Detrazione affitto per lavoratori trasferiti: scopri chi ne ha diritto

Per i lavoratori trasferiti per motivi di impiego è prevista la deducibilità dall’imposta sui redditi dei canoni di affitto.

Vi sarete certo domandanti, nel momento in cui compilate la dichiarazione dei redditi, se il canone d’affitto regolarmente pagato ogni mese possa rientrare tra le spese deducibili, se si possa – detto altrimenti – ottenere uno sconto sulle imposte da pagare, scalando dai propri redditi o dalle tasse da pagare il relativo importo.

La risposta a questa domanda è sì, a talune condizioni. Vi sono diversi soggetti che ne hanno diritto, ad esempio i giovani inquilini di età compresa fra i 20 e i 30 anni o gli studenti universitari fuorisede.
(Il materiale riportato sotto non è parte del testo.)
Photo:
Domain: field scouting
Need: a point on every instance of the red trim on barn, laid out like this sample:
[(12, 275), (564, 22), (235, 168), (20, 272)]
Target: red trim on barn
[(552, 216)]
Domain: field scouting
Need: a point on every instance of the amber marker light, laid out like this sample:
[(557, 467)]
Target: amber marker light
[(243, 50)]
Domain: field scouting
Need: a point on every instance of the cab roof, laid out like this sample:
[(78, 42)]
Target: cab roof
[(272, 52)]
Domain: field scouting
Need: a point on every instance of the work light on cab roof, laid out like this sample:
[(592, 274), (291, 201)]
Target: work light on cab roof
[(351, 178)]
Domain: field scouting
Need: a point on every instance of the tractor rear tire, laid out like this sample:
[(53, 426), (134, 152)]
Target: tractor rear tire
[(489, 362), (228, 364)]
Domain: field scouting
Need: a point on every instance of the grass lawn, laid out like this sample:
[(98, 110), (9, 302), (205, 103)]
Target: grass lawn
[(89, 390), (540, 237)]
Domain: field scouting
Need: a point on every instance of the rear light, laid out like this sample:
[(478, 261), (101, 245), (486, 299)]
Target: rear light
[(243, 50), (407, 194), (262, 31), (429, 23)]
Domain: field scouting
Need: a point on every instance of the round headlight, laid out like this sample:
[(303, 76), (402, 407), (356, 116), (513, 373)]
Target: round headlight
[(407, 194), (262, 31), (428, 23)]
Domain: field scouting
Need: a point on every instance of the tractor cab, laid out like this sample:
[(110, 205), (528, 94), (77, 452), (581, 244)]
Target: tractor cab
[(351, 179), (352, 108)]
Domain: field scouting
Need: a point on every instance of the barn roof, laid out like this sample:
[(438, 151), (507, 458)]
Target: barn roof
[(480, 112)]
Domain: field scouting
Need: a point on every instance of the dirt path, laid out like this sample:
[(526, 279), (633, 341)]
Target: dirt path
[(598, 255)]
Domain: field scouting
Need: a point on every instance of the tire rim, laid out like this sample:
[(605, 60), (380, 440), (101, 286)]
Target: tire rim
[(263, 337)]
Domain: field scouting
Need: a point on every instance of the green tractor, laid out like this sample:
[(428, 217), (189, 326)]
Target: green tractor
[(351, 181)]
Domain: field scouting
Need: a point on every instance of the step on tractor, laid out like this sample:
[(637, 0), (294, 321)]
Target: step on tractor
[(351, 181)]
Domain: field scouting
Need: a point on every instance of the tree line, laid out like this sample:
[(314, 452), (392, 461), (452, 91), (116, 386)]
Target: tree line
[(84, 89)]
Qui, tuttavia, ci concentreremo sulle detrazioni dell’affitto spettante ai lavoratori dipendenti che vengono trasferiti, appunto, per motivi di lavoro.

A quali condizioni opera la detrazione d’affitto per lavoratori trasferiti?

Per poter detrarre il canone mensile di affitto, occorre innanzitutto che il rapporto di lavoro sia tipo dipendente o subordinato (o assimilato: es. co.co.co) e che il Comune in cui il lavoratore viene trasferito disti almeno 100 km dal Comune di residenza originaria o sia ubicato in una regione differente.

Il lavoratore trasferito dovrà, inoltre, aver trasferito la propria residenza nel Comune di lavoro o in un Comune limitrofo, da meno di tre anni dalla richiesta della detrazione. Se, pertanto, il trasferimento della residenza è avvenuto nel 2015, la detrazione verrà applicata in relazione ai periodi d’imposta 2015, 2016 e 2017, e non anche ai successivi.

Ancora, per poter fruire della detraibilità delle spese di affitto è necessario che:

  • il contratto d’affitto sia valido e regolarmente registrato;
  • l’immobile cui fa riferimento il contratto di locazione sia adibito ad abitazione principale del lavoratore;
  • colui che presenta la dichiarazione dei redditi sia il diretto intestatario del contratto (quindi, eventuali conviventi, che pure contribuiscono alla spesa, non richiamati come conduttori nel contratto non ne hanno diritto; mentre, nel caso di due o più intestatari la detrazione va ripartita tra i soggetti titolari del contratto);
  • il reddito rientri nei limiti individuati dalle varie detrazioni: oltre i 30.987,41 euro di reddito complessivo la detrazione non spetta.

A quanto ammonta la detrazione dell’affitto per lavoratori trasferiti?

La detrazione dell’affitto può essere pari a:

  • 991,60 euro per redditi complessivi non superiori a 15.493,71 euro;
  • 495,80 euro per redditi complessivi compresi tra 15.493,71 e 30.987,41 euro.

Come inserire nella dichiarazione dei redditi la detrazione dell’affitto per lavoratori trasferiti?

In linea generale le spese per l’affitto vengono documentate nelle righe E72 della Sezione V del Quadro E del modello 730 e nelle righe RP71 – RP72 del Modello Unico.

Nelle relative colonne riportanti espressa dicitura, i lavoratori dovranno poi indicare il numero complessivo dei giorni dell’anno per i quali si ha diritto alla detrazione e la percentuale di detrazione dovuta (100% se c’è un solo intestatario del contratto, 50% se sono in due, e così via).

Si tratta di un benefit da accogliere, certamente, con favore. Non è, infatti, un mistero che un trasferimento dettato da motivi di lavoro, magari anche con scarso preavviso, possa comportare per i primi anni immediatamente successivi allo stesso alcune problematiche finanziarie legate al cambiamento. Ecco, quindi che il Fisco ci viene in soccorso, consentendoci di ammortizzare le spese necessariamente sostenute ai fini di abitazione, per un periodo di tempo più che congruo ai fini di un proficuo adattamento al nuovo habitat.